By Sabrina Valle and Rami Ayyub
WASHINGTON (Reuters) -The United States on Tuesday imposed sanctions on Guyanese mining magnate Nazar Mohamed and his son Azruddin over allegations they defrauded Guyana’s government of tax revenues and bribed public officials, the Treasury Department said.
A company owned by the Mohameds was formerly part of a consortium building a $300 million logistics base in the South American country for oil giant Exxon Mobil Corp, but their company pulled out after Reuters reported the pair was facing criminal probes by U.S. law enforcement agencies.
The sanctions target three of the men’s companies – Mohamed’s Enterprise, Hadi’s World and Team Mohamed’s Racing team – as well as a Guyanese government official, Mae Thomas, who the U.S. Treasury described as the country’s Permanent Secretary of the Ministry of Labor.

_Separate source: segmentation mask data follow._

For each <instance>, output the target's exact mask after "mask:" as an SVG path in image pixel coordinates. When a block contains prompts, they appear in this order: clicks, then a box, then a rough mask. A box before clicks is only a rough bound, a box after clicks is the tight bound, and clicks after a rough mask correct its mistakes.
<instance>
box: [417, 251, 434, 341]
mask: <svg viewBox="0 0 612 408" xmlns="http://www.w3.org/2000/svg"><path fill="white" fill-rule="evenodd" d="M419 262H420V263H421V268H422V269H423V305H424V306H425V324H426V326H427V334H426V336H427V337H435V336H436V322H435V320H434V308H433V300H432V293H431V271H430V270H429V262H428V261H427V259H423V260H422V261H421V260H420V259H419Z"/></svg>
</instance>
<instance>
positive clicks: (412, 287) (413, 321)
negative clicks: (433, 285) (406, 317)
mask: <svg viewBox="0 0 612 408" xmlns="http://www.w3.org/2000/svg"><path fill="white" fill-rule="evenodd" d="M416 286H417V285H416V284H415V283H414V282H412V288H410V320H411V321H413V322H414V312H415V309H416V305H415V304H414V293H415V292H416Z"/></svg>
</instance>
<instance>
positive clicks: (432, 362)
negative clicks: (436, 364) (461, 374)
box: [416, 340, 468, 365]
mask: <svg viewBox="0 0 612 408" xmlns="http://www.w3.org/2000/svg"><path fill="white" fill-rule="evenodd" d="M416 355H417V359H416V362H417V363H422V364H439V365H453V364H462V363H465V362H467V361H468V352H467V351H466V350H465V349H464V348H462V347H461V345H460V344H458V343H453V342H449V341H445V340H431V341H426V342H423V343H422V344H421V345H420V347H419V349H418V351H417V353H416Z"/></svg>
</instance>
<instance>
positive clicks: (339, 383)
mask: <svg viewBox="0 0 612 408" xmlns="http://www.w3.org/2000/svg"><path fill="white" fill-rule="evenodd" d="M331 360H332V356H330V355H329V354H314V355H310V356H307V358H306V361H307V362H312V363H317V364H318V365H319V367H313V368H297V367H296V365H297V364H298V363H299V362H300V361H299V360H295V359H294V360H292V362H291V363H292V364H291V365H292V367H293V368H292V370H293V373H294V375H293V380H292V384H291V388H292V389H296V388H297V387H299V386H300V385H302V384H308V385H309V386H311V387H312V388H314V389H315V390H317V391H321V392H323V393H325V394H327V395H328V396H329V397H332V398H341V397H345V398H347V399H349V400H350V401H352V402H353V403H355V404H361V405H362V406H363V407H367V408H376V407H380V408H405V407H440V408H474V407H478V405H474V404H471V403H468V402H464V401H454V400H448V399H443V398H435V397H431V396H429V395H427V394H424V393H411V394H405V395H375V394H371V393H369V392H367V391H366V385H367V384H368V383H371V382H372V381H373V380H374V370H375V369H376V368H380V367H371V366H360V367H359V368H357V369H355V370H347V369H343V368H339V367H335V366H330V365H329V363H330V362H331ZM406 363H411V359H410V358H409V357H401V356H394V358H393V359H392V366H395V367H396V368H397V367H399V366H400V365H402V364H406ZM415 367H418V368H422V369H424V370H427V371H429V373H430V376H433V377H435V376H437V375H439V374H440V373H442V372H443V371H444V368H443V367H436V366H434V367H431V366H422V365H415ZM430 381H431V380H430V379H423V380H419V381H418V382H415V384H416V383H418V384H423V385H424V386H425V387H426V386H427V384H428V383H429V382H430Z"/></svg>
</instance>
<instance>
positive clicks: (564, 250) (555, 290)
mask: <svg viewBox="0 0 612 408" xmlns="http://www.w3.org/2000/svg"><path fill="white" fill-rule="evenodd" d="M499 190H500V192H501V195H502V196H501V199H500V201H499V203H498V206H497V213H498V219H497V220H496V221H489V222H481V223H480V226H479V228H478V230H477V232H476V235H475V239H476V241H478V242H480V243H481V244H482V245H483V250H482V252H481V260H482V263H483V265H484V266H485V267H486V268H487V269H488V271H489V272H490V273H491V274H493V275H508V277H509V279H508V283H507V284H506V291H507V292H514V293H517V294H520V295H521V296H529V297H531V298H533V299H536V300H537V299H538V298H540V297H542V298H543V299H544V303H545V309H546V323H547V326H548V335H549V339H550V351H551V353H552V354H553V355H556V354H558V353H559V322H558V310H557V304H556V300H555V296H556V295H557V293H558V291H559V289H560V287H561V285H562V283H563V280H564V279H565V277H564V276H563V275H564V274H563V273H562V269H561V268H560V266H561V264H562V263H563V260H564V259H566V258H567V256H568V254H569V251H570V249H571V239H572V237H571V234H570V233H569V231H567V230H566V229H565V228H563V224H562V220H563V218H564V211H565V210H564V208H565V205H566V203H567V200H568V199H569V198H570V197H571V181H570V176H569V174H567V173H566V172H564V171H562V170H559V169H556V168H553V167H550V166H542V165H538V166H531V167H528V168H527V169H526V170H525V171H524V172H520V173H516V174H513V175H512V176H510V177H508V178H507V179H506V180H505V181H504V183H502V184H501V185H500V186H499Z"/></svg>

U.S. Treasury Department official Brian Nelson said the action aimed to disrupt “those who seek to exploit Guyana’s underdeveloped gold sector for personal gain.”
The sanctions were enforced by the Office of Foreign Assets Control (OFAC), which is part of the U.S. Department of the Treasury, and is the body responsible for applying economic and trade sanctions. It blocks U.S. companies from doing business with sanctioned parties.
The Treasury designation did not mention Exxon or its shore base contract.
Exxon said its contract is with a consortium of businesses of which Mohamed Enterprise has not been a part of since last year.
“ExxonMobil complies with all applicable laws and regulations where we operate,” it said in a statement. “Any assertion to the contrary is ridiculous.”
Guyana’s government said on Tuesday it was seeking additional information from the United States about the sanctions, and had put Thomas on leave.
The Mohameds did not immediately reply to request for comments, but have previously denied any wrongdoing.
US PROBE
U.S. government officials had warned Exxon in late 2021 and early 2022 to avoid doing business with the Mohameds as they faced U.S. investigations into money laundering, drug trafficking and gold smuggling, Reuters reported last year, citing five people with knowledge of the matter.
The Texas-based oil giant nonetheless announced a deal in April 2022 to award the contract for the logistics base to a consortium that included the two Guyanese businessmen.
The Mohameds exited the consortium in October 2023.
The decision to leave the contract was voluntary and exclusively made by the Mohameds and their two Guyanese partners in the Vreed-en-Hoop Shore Base Inc (VESHI), the entity uniting the three Guyanese parties, NRG Holdings, said in October.
VESHI and NRG declined to comment. NRG said the shorebase, designed to support Exxon’s offshore activities, should be inaugurated by the end of the year. The base was initially set to open last year.
U.S. individuals and companies are prohibited from doing business with individuals and entities on Treasury’s sanctions list, and must perform due diligence to ensure their customers, suppliers and partners are not listed parties.
Violating the sanctions can result in fines and criminal charges.
Between 2019 and 2023, Mohamed’s Enterprise omitted more than 10 thousand kilograms of gold from import and export declarations and avoided paying more than $50 million in duty taxes to the Government of Guyana, the U.S. Treasury said.
The U.S. said that Azruddin and Mohamed’s Enterprise had engaged in extensive bribery schemes involving government officials in Guyana. This includes providing direct and recurring bribery payments to Guyanese government officials to ensure favorable treatment, including award of government contracts, according to sanctions.
Mohamed’s Enterprise had mostly focused on gold mining and foreign currency exchange before expanding into the oil business in recent years and securing a part in the lucrative deal with Exxon.